Lastly, as scientists have conducted more experiments on senescent cells, they found that these cells tend to have more of a protein called beta-galactosidase relative to non-senescent cells. This protein is found in the lysosome and helps break down carbohydrates containing the sugar galactose. The enzyme cleaves the bond between the sugar molecules to break down the larger macromolecule. While this protein is found in non-senescent cells, researchers have discovered that there is a significant accumulation of this protein in senescent cells. This has allowed for the creation of a widely used technique to identify senescent cells. Researchers often use a technique called the senescence-associated beta-galactosidase assay – or SA-βgal assay – to assess senescence induction. In our fibroblast experiment, we expose our senescent and non-senescent cells to a molecule called X-gal. The beta-galactosidase enzymes bind to X-gal and cleave it. Instead of breaking down a large carbohydrate molecule, this cleavage results in the formation of a blue dye which can be visualized under a microscope. When we compare the presence of the blue dye in our senescent and non-senescent cell populations, we observe a significantly greater number of blue cells in the senescent group than in the control. It is normal for there to be a few blue cells in the control group, but the difference should still be quite clear by eye. We can quantify the percentage of senescent cells in each population to get an estimate of how well our senescence induction worked.

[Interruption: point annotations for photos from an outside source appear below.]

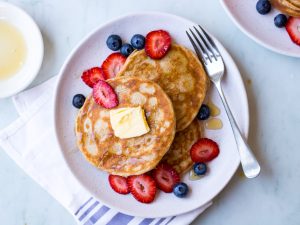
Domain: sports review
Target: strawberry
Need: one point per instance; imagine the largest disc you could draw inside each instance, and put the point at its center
(165, 177)
(105, 95)
(293, 29)
(204, 150)
(113, 64)
(158, 42)
(92, 76)
(118, 184)
(142, 187)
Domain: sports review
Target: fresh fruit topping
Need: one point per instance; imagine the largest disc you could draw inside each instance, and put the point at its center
(105, 95)
(158, 43)
(263, 7)
(78, 100)
(204, 112)
(91, 76)
(204, 150)
(114, 42)
(180, 190)
(142, 187)
(126, 50)
(165, 177)
(138, 41)
(293, 29)
(200, 168)
(280, 20)
(118, 184)
(113, 64)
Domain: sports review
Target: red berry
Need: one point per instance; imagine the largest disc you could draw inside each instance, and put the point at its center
(118, 184)
(158, 42)
(92, 76)
(142, 187)
(293, 29)
(204, 150)
(105, 95)
(113, 64)
(165, 177)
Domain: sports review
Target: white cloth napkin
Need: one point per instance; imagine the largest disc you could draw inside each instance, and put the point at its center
(30, 141)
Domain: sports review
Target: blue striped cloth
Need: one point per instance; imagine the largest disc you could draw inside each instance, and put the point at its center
(19, 140)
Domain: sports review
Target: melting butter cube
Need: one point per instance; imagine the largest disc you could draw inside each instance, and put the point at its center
(128, 122)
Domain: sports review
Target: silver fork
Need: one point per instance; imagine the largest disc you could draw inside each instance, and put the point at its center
(211, 58)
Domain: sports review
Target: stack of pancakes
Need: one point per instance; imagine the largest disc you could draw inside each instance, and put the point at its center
(171, 91)
(290, 7)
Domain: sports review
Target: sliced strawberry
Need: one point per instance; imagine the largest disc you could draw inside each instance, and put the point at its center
(204, 150)
(105, 95)
(92, 76)
(142, 187)
(165, 177)
(293, 29)
(158, 42)
(118, 184)
(113, 64)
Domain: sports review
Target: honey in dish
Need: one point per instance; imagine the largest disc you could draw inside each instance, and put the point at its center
(12, 50)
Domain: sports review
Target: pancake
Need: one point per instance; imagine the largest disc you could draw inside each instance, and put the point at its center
(179, 73)
(290, 7)
(132, 156)
(179, 154)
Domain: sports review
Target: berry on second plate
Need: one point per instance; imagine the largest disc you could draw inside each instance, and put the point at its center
(165, 177)
(138, 41)
(180, 190)
(105, 95)
(158, 42)
(263, 7)
(200, 168)
(142, 187)
(280, 20)
(293, 29)
(126, 50)
(114, 42)
(78, 100)
(204, 112)
(118, 184)
(204, 150)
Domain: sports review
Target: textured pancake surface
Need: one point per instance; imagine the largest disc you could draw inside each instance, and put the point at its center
(179, 154)
(179, 73)
(131, 156)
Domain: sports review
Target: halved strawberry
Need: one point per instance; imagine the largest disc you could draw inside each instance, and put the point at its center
(113, 64)
(142, 187)
(293, 29)
(118, 184)
(204, 150)
(105, 95)
(92, 76)
(165, 177)
(158, 42)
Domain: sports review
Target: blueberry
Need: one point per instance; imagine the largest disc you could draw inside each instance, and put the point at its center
(263, 7)
(203, 113)
(78, 100)
(280, 20)
(114, 42)
(138, 41)
(200, 168)
(180, 189)
(126, 49)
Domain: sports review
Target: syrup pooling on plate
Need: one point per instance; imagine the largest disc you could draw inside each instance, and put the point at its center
(13, 50)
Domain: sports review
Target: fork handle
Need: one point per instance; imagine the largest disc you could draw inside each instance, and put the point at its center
(249, 163)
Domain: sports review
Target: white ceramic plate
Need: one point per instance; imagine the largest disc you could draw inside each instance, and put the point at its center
(35, 49)
(91, 52)
(260, 28)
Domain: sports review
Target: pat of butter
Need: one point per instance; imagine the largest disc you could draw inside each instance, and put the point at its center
(129, 122)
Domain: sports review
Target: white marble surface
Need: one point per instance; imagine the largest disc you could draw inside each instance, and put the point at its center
(272, 83)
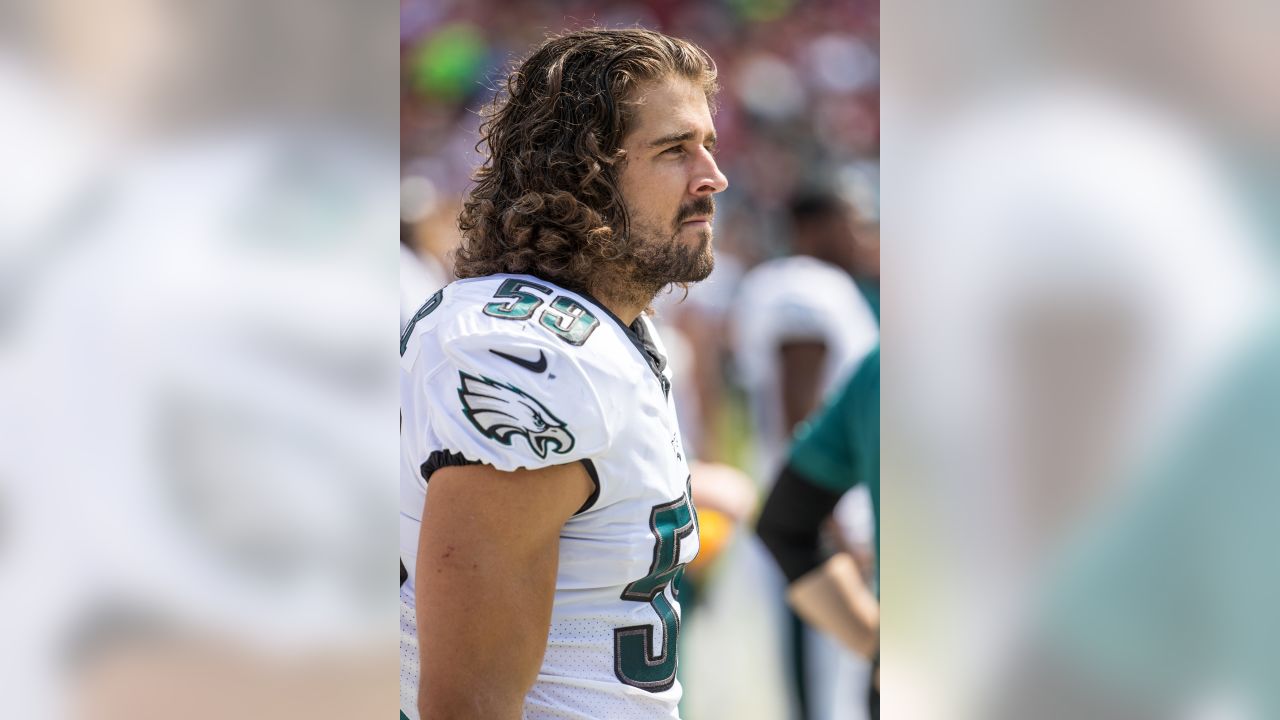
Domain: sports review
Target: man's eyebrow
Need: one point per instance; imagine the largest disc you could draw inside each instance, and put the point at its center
(677, 137)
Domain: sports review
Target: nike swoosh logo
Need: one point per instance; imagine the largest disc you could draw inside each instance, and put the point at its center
(533, 365)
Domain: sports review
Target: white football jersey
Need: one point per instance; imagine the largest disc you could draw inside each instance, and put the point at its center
(515, 372)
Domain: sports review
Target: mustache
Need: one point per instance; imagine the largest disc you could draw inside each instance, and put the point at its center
(700, 206)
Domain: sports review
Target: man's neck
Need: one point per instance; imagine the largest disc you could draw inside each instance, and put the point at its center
(624, 300)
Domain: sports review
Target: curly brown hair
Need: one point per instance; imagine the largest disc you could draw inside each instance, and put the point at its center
(547, 199)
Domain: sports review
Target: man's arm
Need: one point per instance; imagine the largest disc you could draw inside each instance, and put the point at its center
(800, 363)
(488, 555)
(826, 592)
(833, 598)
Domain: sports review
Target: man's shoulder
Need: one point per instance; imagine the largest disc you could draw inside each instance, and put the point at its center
(525, 322)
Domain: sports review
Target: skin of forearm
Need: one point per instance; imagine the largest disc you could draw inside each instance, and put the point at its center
(833, 598)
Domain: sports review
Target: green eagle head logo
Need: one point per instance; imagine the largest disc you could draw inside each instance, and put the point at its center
(502, 411)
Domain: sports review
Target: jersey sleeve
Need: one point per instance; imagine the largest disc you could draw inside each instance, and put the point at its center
(513, 401)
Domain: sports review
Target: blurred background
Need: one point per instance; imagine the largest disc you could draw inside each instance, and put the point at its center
(197, 402)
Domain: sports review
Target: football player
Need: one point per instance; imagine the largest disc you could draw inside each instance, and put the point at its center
(544, 491)
(837, 451)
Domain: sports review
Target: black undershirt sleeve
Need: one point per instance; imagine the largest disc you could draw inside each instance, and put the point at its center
(791, 523)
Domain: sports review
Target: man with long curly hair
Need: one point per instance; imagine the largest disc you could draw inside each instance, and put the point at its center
(545, 511)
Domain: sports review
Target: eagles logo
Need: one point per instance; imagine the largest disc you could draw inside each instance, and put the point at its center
(502, 411)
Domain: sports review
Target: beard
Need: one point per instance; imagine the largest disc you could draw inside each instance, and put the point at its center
(658, 256)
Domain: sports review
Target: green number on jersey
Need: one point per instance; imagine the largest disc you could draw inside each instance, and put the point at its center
(565, 317)
(634, 659)
(521, 305)
(432, 304)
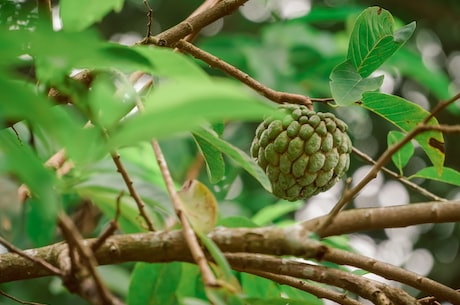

Together, all of these different methods of measuring senescence induction help our research team gain a more complete picture of the cell model we’ve created. With any senescence experiment, it is important to use multiple analysis methods to assess senescence induction. We do not yet have one perfect marker or assay to identify senescent cells, so we have to rely on multiple methods, like qPCR, SA-βgal, and staining techniques to confirm our senescence model. Once this important step of verifying the model has been completed, we can move on to testing potential drug compounds for their ability to target senescent cells or we could pursue other research avenues, such as investigating novel SASP factors or designing a cell therapy to target senescent cells. These experiments could help advance our understanding of how these cells contribute to various diseases and what we might be able to do to intervene.